Lending rose 1 percent in August from the prior month, reaching 2.86 trillion reais ($1.18 trillion), the report said. Loans in arrears for 90 days or more, the industry’s benchmark gauge for credit delinquencies, remained stable at 5 percent of outstanding loans last month.
September 23, 2014
Paulo Cabral – CCTV America, 09/22/2014
Brazil has become a destination for those who look for employment in emerging markets over the last a few years. A growing number of students and young professionals are moving to Brazil. CCTV America’S Paulo Cabral reports.
In one recent survey, 90 percent of the young professionals said they expected to work in at least three or four countries during their lives. Among the BRICS nations, Brazil, Russia, India, China and South Africa, Brazil was the preferred destination for 40 percent of the students.
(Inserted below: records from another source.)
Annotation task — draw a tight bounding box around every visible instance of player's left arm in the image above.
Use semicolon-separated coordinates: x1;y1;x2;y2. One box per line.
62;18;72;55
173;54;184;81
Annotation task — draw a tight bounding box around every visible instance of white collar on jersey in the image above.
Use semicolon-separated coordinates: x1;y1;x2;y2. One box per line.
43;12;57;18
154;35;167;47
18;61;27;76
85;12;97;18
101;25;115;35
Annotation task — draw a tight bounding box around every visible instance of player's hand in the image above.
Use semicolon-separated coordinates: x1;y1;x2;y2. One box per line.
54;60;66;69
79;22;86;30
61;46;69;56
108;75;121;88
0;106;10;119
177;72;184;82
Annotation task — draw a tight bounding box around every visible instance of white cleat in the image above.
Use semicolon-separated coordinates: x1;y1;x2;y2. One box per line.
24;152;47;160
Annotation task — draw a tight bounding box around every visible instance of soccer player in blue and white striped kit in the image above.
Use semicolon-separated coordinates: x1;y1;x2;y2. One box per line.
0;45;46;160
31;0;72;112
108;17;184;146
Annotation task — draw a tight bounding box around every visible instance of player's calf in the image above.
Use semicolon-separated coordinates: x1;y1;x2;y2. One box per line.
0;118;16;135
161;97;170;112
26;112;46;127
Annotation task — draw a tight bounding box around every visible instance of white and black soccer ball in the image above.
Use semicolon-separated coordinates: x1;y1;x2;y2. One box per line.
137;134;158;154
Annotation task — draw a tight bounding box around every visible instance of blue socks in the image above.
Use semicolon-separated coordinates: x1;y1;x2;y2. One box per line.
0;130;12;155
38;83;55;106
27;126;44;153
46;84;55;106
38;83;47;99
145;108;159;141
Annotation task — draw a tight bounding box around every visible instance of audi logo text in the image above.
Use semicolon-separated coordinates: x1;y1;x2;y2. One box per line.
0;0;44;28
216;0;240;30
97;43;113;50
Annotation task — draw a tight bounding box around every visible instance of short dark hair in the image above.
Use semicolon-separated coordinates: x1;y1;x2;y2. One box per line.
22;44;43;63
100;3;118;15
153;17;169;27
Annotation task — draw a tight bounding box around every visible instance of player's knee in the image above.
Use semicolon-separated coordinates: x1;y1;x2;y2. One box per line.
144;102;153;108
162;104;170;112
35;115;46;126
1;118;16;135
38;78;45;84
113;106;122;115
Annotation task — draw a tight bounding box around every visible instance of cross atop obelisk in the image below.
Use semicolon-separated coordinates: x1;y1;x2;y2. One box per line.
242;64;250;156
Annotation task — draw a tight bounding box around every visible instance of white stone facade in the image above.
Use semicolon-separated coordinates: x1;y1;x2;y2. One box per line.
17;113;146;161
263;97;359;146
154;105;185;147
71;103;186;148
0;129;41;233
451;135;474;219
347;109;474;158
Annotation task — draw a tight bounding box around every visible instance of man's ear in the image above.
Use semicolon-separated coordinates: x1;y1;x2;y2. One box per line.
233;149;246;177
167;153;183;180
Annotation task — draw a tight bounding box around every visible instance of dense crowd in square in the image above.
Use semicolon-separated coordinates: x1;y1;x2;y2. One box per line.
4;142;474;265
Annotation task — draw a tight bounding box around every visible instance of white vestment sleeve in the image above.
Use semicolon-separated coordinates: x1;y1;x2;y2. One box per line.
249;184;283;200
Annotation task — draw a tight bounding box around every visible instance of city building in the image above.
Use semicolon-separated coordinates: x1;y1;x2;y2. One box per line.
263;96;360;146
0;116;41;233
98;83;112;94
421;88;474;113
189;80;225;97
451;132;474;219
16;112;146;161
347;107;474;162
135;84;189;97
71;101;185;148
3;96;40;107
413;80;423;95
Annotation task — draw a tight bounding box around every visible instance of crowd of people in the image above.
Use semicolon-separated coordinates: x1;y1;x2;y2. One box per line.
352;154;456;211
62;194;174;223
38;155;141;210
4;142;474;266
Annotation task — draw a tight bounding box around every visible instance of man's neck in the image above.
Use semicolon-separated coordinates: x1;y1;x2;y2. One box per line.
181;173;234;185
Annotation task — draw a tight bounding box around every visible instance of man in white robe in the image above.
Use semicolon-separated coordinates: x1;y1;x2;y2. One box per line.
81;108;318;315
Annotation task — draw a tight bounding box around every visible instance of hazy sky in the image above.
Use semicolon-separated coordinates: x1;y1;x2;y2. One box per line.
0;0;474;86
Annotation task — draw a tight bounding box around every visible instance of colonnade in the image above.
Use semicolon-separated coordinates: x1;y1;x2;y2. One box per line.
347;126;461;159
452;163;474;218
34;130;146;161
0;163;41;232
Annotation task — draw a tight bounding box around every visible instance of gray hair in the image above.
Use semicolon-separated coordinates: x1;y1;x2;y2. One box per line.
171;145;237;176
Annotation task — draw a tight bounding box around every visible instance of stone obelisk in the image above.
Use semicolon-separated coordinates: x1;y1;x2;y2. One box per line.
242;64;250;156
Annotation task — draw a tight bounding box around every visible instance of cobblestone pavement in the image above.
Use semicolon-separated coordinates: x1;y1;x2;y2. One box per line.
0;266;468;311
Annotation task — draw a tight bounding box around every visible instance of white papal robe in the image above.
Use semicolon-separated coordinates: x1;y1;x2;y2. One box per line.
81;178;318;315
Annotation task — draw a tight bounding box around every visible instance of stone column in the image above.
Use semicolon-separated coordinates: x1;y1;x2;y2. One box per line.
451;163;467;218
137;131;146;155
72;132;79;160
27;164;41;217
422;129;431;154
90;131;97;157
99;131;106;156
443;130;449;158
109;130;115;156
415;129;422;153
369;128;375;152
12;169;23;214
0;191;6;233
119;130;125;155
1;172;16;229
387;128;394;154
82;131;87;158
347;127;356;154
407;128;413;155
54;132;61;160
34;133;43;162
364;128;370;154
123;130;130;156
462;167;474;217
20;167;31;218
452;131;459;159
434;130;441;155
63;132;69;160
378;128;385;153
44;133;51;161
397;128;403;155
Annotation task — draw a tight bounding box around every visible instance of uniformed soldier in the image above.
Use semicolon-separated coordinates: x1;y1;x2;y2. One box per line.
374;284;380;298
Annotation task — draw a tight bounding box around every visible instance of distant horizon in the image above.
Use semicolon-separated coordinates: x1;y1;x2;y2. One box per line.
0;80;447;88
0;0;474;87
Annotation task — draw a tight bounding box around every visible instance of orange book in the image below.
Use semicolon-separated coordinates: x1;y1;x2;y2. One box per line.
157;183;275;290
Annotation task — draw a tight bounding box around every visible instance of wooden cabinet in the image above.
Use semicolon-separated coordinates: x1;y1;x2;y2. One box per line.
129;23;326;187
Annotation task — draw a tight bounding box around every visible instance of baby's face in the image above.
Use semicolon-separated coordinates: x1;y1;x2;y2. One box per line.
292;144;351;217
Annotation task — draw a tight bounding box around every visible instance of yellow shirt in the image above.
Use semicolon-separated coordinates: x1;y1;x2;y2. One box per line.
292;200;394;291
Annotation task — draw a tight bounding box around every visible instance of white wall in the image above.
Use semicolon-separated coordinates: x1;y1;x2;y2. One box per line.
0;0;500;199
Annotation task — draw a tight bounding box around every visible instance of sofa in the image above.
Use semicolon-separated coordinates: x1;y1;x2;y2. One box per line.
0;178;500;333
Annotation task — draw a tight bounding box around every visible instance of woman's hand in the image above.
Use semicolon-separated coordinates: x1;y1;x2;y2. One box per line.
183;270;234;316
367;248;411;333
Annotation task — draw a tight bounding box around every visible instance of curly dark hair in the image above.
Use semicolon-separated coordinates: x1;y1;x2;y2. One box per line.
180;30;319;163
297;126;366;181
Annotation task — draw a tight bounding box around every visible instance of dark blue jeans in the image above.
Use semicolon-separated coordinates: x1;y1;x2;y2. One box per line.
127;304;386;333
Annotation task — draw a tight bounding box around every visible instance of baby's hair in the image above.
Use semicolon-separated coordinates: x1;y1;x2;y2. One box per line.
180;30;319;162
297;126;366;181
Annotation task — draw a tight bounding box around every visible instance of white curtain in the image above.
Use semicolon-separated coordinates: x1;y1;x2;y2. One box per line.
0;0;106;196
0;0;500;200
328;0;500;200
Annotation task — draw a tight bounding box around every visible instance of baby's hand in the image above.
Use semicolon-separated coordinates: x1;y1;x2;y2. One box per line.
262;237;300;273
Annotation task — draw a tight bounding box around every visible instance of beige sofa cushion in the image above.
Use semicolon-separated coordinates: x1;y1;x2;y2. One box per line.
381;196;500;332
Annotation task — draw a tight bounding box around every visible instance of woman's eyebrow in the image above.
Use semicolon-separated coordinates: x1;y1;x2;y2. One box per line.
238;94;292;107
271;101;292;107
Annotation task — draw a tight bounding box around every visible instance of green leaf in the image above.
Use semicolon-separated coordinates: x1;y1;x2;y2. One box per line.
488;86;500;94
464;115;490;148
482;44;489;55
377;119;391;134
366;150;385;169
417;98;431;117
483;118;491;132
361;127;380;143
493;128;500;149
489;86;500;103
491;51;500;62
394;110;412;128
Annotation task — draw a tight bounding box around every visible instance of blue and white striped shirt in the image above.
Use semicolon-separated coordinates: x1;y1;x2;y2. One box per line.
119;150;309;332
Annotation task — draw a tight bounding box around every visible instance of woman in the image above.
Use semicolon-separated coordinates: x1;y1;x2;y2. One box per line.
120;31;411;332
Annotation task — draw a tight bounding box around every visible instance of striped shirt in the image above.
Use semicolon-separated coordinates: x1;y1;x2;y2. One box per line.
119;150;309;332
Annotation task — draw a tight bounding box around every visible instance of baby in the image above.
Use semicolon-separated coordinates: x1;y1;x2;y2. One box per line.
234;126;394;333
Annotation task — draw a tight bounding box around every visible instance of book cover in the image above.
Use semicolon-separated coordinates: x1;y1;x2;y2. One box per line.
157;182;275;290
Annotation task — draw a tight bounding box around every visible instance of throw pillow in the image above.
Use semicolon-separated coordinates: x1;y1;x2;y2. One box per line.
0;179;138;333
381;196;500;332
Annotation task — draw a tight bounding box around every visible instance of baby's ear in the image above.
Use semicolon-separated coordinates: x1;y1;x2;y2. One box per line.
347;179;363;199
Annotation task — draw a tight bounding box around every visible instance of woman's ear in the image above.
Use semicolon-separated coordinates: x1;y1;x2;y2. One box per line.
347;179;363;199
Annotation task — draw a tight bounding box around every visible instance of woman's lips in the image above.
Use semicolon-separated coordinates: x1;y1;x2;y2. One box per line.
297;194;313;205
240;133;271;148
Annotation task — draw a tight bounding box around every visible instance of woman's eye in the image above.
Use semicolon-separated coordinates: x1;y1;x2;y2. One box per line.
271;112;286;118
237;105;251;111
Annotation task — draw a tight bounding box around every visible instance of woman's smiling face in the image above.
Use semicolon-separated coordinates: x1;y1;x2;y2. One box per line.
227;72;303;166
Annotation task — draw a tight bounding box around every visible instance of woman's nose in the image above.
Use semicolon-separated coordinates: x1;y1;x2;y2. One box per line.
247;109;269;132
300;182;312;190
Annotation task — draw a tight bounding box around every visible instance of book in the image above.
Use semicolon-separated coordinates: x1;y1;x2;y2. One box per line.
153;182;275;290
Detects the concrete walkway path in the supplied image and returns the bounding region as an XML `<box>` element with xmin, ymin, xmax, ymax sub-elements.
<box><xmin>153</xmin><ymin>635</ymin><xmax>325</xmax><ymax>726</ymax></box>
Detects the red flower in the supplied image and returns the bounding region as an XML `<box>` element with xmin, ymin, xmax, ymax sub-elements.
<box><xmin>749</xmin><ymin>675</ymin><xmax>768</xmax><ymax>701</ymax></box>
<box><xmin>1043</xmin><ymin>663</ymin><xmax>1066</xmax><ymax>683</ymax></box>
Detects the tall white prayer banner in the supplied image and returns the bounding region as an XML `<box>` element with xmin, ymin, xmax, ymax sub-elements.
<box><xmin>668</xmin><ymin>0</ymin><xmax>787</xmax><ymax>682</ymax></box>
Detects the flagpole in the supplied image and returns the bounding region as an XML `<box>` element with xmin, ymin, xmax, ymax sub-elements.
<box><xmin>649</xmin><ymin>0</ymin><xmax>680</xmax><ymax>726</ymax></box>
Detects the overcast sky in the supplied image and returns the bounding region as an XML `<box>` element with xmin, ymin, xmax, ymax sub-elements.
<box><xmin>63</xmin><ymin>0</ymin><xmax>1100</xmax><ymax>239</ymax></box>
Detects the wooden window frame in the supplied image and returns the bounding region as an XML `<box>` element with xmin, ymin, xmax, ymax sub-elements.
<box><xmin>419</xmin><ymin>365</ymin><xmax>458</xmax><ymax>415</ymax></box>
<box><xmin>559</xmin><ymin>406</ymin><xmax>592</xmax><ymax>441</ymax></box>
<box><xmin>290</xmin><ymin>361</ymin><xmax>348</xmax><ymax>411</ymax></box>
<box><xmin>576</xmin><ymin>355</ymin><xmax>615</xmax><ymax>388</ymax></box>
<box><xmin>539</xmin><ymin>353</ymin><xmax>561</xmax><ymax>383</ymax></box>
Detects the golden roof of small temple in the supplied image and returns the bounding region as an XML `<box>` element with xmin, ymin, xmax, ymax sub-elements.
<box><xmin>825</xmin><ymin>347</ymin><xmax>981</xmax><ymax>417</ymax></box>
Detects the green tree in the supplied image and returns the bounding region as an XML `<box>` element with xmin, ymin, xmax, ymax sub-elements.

The recession in Brazil hasn’t discouraged young professionals from coming here to build careers. Because of a shortage of skilled workers, the labor market remains tight and unemployment remains close to a record low of 4.9 percent.
September 8, 2014
Rogerio Jelmayer – The Wall Street Journal, 9/8/2014
Economists reduced once again their economic-expansion forecasts for Brazil for this year, after Latin America’s largest economy fell into a technical recession in the first half of the year, according to a weekly central-bank survey published Monday.
The survey’s 100 respondents reduced their estimates for economic growth this year to 0.48% from 0.52%, marking the 15th-consecutive reduction of the growth outlook for 2014. For next year, economists kept their estimates for an expansion of 1.10%.
Brazil’s gross domestic product shrank 0.6% in the second quarter from the previous three months, and first-quarter data was revised to a 0.2% contraction, according to the Brazilian Institute of Geography and Statistics, or IBGE, at the end of August. A conventional definition used by economists is that a recession is two consecutive quarterly declines in economic output.
September 5, 2014
The Economist (print edition), 9/6/2014
“We are not in a recession,” insisted Guido Mantega, Brazil’s finance minister, on August 29th. According to the most common definition—two consecutive quarters of falling output—he is wrong. Official figures released earlier that day showed that GDP fell by 0.6% between the first and second quarters (an annualised contraction of 2.4%). Output also fell, by 0.2%, in the first three months of the year.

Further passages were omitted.